堂島米市場(堂島米会所) (どうじまこめいちば(どうじまこめかいしょ)
【概説】
江戸時代に大坂の堂島に設立された、全国の米の標準価格(相場)を決定した米の取引市場。1730年(享保15年)に江戸幕府によって公認されて堂島米会所となり、世界最古の先物取引市場として高度な経済システムを構築した。
堂島米市場の成立と「天下の台所」
江戸時代、大坂は全国の物流が集積する「天下の台所」として繁栄した。全国の諸藩は、徴収した年貢米や特産物を換金するため、水運に恵まれた大坂の中之島や堂島周辺に多数の蔵屋敷を設置した。蔵屋敷に集められた米は「蔵米」と呼ばれ、入札を通じて商人たちに売却された。
当初、大坂での米取引は豪商・淀屋の店先(淀屋橋南詰)で行われていた。しかし、17世紀末に淀屋が幕府によって闕所(財産没収)の処分を受けて没落すると、取引の中心は新地開発が進んでいた堂島へと移り、自然発生的に新たな米市場が形成されていった。
世界最古の先物取引「帳合米取引」
堂島米市場の最大の特徴は、現物の米を売買する「正米取引(しょうまいとりひき)」に加え、「帳合米取引(ちょうあいまいとりひき)」と呼ばれる高度な取引手法が発達したことである。これは、蔵屋敷が発行した米の引換券である「米切手」を対象とし、将来の一定期日にあらかじめ定めた価格で売買を約束し、期日には現物の受け渡しではなく売買価格の差額(差金)のみを決済する仕組みであった。

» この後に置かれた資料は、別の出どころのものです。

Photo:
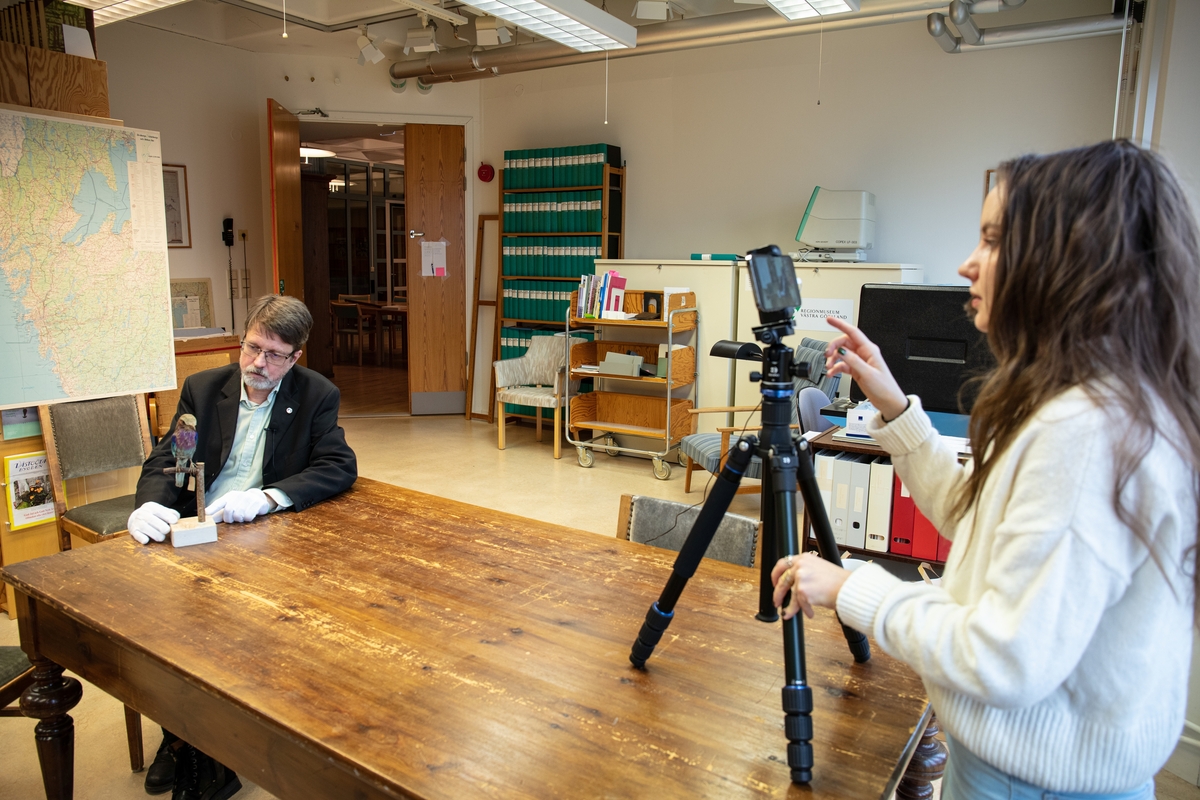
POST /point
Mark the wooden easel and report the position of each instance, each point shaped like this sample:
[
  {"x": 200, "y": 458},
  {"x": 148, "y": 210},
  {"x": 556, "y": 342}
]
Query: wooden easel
[{"x": 474, "y": 320}]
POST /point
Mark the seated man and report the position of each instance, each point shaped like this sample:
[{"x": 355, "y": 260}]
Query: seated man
[{"x": 269, "y": 440}]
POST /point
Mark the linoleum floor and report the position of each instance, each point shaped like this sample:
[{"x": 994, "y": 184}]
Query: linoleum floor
[{"x": 445, "y": 456}]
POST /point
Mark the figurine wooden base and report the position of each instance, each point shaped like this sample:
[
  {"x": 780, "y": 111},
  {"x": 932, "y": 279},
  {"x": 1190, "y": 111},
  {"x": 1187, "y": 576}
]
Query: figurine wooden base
[{"x": 190, "y": 530}]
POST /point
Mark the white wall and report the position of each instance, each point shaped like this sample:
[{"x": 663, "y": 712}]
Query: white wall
[
  {"x": 1179, "y": 139},
  {"x": 209, "y": 102},
  {"x": 198, "y": 97},
  {"x": 1179, "y": 136},
  {"x": 725, "y": 144}
]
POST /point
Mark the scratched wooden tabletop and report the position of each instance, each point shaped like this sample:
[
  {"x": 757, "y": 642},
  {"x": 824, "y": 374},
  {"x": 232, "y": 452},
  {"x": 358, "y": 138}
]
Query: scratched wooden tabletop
[{"x": 447, "y": 650}]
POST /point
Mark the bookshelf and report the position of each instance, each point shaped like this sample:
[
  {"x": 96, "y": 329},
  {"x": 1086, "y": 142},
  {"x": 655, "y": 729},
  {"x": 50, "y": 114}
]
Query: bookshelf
[
  {"x": 561, "y": 209},
  {"x": 658, "y": 415}
]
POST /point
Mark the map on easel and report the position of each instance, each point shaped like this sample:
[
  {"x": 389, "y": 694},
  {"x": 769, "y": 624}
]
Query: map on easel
[
  {"x": 84, "y": 295},
  {"x": 191, "y": 302}
]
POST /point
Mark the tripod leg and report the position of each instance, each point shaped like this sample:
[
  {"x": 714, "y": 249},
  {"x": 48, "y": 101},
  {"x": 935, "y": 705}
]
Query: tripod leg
[
  {"x": 771, "y": 547},
  {"x": 699, "y": 539},
  {"x": 859, "y": 647},
  {"x": 797, "y": 693}
]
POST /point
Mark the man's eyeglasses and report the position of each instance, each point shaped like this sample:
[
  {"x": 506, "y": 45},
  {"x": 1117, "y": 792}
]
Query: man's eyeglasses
[{"x": 274, "y": 359}]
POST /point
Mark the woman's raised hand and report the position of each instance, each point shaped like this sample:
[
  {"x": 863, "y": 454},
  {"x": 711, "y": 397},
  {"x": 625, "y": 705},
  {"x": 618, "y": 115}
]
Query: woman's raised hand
[{"x": 859, "y": 358}]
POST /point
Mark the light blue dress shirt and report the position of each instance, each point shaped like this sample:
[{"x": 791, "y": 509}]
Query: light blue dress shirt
[{"x": 244, "y": 468}]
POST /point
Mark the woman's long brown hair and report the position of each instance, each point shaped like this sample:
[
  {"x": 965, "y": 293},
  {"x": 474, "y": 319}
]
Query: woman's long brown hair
[{"x": 1097, "y": 280}]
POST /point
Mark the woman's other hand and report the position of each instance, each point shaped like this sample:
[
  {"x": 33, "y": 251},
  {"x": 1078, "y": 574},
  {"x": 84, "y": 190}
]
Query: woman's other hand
[
  {"x": 811, "y": 579},
  {"x": 858, "y": 356}
]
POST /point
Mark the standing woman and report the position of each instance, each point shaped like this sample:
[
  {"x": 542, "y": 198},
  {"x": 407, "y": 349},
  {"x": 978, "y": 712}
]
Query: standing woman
[{"x": 1056, "y": 648}]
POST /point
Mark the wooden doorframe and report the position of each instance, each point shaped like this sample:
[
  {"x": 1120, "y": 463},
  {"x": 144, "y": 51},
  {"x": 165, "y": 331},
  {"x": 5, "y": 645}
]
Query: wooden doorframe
[{"x": 436, "y": 157}]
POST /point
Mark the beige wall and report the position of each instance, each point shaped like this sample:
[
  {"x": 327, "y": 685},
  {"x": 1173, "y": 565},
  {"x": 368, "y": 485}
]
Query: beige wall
[
  {"x": 725, "y": 144},
  {"x": 209, "y": 102}
]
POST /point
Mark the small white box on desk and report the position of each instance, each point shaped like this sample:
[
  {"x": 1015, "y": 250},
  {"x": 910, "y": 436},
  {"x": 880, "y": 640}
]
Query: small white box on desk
[{"x": 190, "y": 530}]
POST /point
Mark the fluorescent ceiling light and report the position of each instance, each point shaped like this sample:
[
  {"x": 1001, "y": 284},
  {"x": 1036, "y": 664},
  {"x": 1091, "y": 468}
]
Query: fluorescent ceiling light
[
  {"x": 111, "y": 11},
  {"x": 312, "y": 151},
  {"x": 437, "y": 12},
  {"x": 804, "y": 8},
  {"x": 575, "y": 23},
  {"x": 652, "y": 8}
]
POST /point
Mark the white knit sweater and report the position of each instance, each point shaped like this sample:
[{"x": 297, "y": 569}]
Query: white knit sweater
[{"x": 1054, "y": 648}]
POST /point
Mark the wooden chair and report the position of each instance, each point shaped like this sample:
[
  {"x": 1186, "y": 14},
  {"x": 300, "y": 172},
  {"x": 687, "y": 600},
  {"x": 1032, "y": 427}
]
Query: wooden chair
[
  {"x": 89, "y": 438},
  {"x": 351, "y": 323},
  {"x": 17, "y": 674},
  {"x": 538, "y": 379},
  {"x": 666, "y": 524},
  {"x": 163, "y": 404},
  {"x": 707, "y": 450}
]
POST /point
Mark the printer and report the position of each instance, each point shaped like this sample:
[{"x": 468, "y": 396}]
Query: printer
[{"x": 838, "y": 226}]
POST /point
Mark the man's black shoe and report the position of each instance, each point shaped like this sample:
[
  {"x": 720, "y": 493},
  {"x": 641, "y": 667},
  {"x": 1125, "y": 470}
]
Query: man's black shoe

この帳合米取引は、実質的な先物取引に他ならない。このような洗練された金融システムが18世紀前半の時点で制度化されていたことは世界的にも極めて稀であり、19世紀のアメリカ・シカゴ商品取引所に先駆ける世界最古の先物取引市場として、国際的にも高く評価されている。
幕府の公認と享保の改革
18世紀に入ると、米価の下落と諸物価の高騰(いわゆる「米価安の諸色高」)が、米を収入源とする武士の生活や幕府財政を著しく圧迫するようになった。第8代将軍徳川吉宗は、「米将軍」と呼ばれるほど米価の引き上げと安定に心血を注いだ。
その享保の改革の一環として、幕府は1730年(享保15年)、堂島における米市場を正式に公認し、堂島米会所を設立させた。幕府は本来、投機的な取引を警戒して度々制限を加えていたが、吉宗は帳合米取引を公認して市場の投機熱を煽ることで、下落し続ける米価を引き上げようと意図したのである。
日本経済への影響と歴史的意義
堂島米会所で決定された米の相場(堂島相場)は、飛脚などの通信網を通じて瞬く間に江戸や全国各地へと伝えられ、日本全国の米価の基準となった。大名から庶民に至るまで、当時の日本経済は堂島米市場の動向を中心に回っていたといっても過言ではない。
明治維新後、近代的な取引所制度への移行や米穀統制政策の強化に伴い、堂島米市場は何度かの制度改組を経験した。そして、1939年(昭和14年)に日本米穀株式会社へ統合される形でその長い歴史に幕を下ろした。しかし、堂島で培われた清算・決済の仕組みや高度な取引慣行は、現代の証券取引所や商品取引所にも連なる重要な歴史的遺産として息づいている。